- Decades:: 1900s; 1910s; 1920s; 1930s; 1940s;
- See also:: Other events of 1925 List of years in Afghanistan

= 1925 in Afghanistan =

The following lists events that happened during 1925 in Afghanistan.

==Incumbents==
- Monarch – Amanullah Khan

==January–May==
The amir takes severe measures to prevent a recrudescence of the rebellion among the Khost tribes which gave him so much trouble in the previous year. Early in February two shopkeepers in Kabul, members of the Ahmadiyya community of Muslims, and followers of the Quadian Mullah
who was executed in the previous summer for fomenting the rebellion, are sentenced to death by stoning for apostasy, and the sentence is carried out with great barbarity in the presence of Afghan officials. In the course of the same month there is a general dragooning of the revolted tribes. According to the Afghan newspapers, in two weeks all the Mangal villages are occupied, 3,500 houses are bombarded and burnt, 1,575 rebels are killed and wounded, 460 women and children die of cold and hunger during their flight in the snow, and 6,000 head of cattle and an immense booty are captured. The returning troops make a triumphal entry into Jalalabad, where flowers are showered on them by the amir and his mother. On May 25, sixty Khost rebels, mainly Ghilzais, are shot by order of the amir. After the rebellion, the amir does not prosecute further his reforming designs, and leaves the country in the traditional state. He devotes his energies to increasing its military power, having fifty young Afghans trained as airmen, and importing aeroplanes from Russia and large quantities of ammunition through India.
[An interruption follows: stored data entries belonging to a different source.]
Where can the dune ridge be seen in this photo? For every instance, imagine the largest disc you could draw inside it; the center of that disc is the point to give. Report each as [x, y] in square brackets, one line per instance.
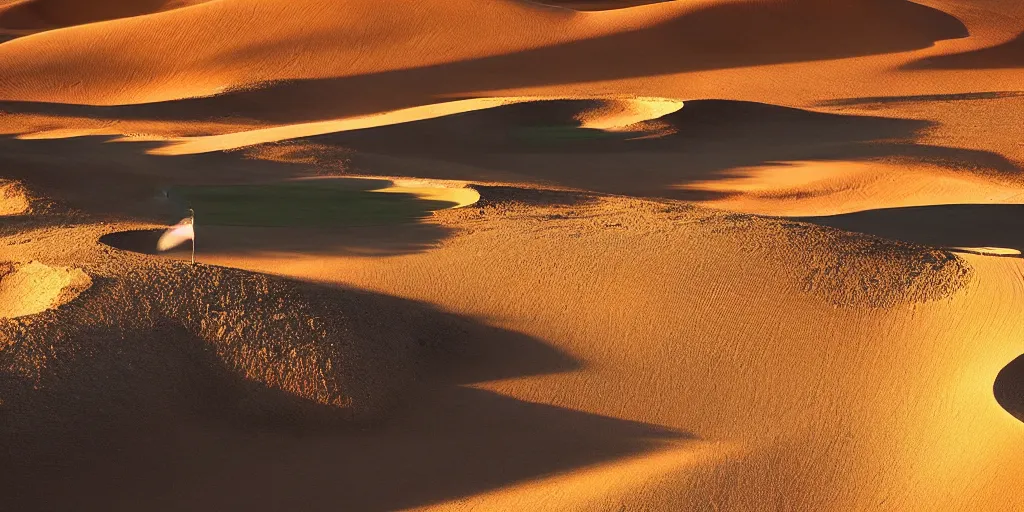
[563, 255]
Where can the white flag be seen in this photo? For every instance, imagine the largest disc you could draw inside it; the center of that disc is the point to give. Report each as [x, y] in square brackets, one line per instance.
[177, 235]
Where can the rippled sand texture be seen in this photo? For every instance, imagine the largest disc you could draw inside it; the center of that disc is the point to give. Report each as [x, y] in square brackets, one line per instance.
[508, 255]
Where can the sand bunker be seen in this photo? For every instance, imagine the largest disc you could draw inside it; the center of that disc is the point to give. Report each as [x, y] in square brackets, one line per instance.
[13, 201]
[32, 288]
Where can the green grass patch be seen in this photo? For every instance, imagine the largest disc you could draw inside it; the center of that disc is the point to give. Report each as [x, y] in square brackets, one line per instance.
[307, 203]
[555, 134]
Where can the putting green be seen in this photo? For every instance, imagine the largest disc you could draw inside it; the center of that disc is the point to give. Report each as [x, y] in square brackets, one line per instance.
[322, 202]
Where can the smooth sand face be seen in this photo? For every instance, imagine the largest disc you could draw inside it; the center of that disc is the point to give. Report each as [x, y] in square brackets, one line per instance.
[601, 255]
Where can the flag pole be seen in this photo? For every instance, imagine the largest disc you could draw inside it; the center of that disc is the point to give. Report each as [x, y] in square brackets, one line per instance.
[193, 216]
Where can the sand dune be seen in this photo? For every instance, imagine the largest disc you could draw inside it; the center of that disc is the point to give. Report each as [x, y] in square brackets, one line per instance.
[172, 67]
[35, 14]
[12, 199]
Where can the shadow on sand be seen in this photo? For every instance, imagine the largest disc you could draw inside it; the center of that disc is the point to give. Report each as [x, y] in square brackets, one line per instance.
[757, 34]
[1006, 55]
[940, 225]
[156, 423]
[702, 141]
[1009, 388]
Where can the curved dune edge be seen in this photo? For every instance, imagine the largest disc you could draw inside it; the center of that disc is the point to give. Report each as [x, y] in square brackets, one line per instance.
[455, 193]
[611, 115]
[1009, 388]
[460, 197]
[617, 115]
[13, 200]
[988, 251]
[270, 336]
[33, 288]
[43, 14]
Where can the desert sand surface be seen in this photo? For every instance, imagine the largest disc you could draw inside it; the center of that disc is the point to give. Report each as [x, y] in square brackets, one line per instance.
[512, 255]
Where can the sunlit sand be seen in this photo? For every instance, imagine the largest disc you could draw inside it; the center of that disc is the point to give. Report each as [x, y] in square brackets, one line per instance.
[511, 255]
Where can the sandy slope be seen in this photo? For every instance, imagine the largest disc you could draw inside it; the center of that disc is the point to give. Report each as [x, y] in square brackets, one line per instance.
[543, 349]
[36, 14]
[579, 275]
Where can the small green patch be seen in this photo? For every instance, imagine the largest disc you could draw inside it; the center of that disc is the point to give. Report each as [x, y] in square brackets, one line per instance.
[554, 134]
[322, 203]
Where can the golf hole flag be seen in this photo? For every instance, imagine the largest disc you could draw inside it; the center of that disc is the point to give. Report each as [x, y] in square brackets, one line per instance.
[177, 235]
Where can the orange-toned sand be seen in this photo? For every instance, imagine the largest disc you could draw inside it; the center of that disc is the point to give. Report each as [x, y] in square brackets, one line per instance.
[708, 255]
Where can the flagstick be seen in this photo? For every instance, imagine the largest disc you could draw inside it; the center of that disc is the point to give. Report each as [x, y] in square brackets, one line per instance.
[193, 212]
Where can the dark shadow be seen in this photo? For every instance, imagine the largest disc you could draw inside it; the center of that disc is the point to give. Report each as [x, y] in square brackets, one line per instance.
[1009, 388]
[128, 416]
[35, 14]
[716, 37]
[964, 96]
[112, 180]
[939, 225]
[1006, 55]
[360, 241]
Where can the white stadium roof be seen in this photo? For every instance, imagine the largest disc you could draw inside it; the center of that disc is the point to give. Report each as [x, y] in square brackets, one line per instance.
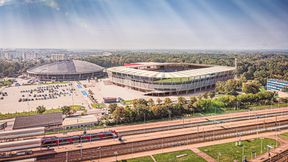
[179, 74]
As the Soviet government continues to make sedulous efforts to extend Russian influence in Afghanistan, negotiations are commenced for a Russo-Afghan trade convention, and there is a steady infiltration of Russians prospecting for oil round Herat and in Afghan Turkestan. The Afghan government looks with disfavour on this activity, and it becomes genuinely alarmed at Russian designs when, near the end of December, Russian troops occupy an island in the Oxus at Darkad, which has always been regarded as Afghan territory, overpowering two Afghan posts by which it was held.

==June–August==
An "incident" occurs which for a time disturbs the relations between Afghanistan and Italy. An Italian engineer resident in Kabul named Dario Piperno is condemned to death by the Afghan court for killing a policeman who was trying to arrest him for some offence. On the Italian government offering to pay "blood money" for him, he is promised his release, but after the blood money has been duly paid, he is executed on June 2. Benito Mussolini at once makes a formal protest against the execution, and hands a note to the Afghan minister in Rome, demanding that the Afghan minister for foreign affairs should call in person on the Italian minister in Kabul to express his regret at the incident, while a company of Afghan soldiers was to salute the Italian flag. He further demands the payment of an indemnity of £7,000, in addition to the restoration of the blood money. The Afghan government procrastinates so long with its reply as to exhaust the patience of the Italian government, and a rupture of diplomatic relations is imminent when, on August 17, a telegram reaches Rome stating that the Afghan government has agreed to come to terms. It is announced the next day that the Afghan foreign minister has presented the apologies of his government to the Italian minister at Kabul, and has handed over £6,000 as indemnity and as repayment of the blood money. Good relations between the two countries are thereupon resumed.